Kieran Flanagan posted on LinkedIn:

SEO isn’t dying. It’s evolving into TV ads.

Everyone sees your Ad, and no one clicks it. AI assistants turn search into a billboard.

To which I added:

Getting a click or a sale isn’t the purpose of each individual ad or touchpoint. It’s about the aggregate impact.

Each exposure is a seed planted in the mind of the audience member. A field of flowers makes a bigger impact than a solitary bloom.

This can be an uncomfortable shift for performance marketers that have been mainlining real-time data and ROAS numbers for years. It’s harder to measure the impact of exposure and reach but we don’t want to stop at counting impressions or mistaking correlation for causation.

But I’ve been giving my Google Ads ecommerce team member a hard time for years that my social ads work with unimpressive ROAS numbers has been driving easy sales to his high performing channel.
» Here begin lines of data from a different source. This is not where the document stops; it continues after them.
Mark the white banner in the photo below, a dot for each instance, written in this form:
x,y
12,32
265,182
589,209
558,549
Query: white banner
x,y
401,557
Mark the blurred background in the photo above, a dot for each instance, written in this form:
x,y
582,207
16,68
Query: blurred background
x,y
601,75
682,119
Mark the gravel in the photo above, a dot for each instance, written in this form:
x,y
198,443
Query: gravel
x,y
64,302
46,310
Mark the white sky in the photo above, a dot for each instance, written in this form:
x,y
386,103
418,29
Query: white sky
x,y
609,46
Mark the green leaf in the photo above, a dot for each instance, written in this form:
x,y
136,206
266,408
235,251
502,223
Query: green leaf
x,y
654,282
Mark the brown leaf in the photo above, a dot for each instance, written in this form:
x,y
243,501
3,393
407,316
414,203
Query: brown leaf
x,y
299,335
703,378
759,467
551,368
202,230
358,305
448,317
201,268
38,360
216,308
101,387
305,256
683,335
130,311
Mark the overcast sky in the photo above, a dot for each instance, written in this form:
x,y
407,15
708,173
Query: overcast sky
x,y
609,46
I put in the work, he reaps the glory. (It is a joke, but the best jokes are rooted in the truth (or complete absurdity, but that’s not relevant here).)

But now even a Google Search isn’t the obvious end point.

Our role as marketers is to tell a story across the channels we operate on for a brand to establish familiarity so that when a customer is about to make a decision we come to mind. Whether that happens via them actively seeking us out or anchoring on our name in a consideration set.

Make an impression. Provide value. Play the long game.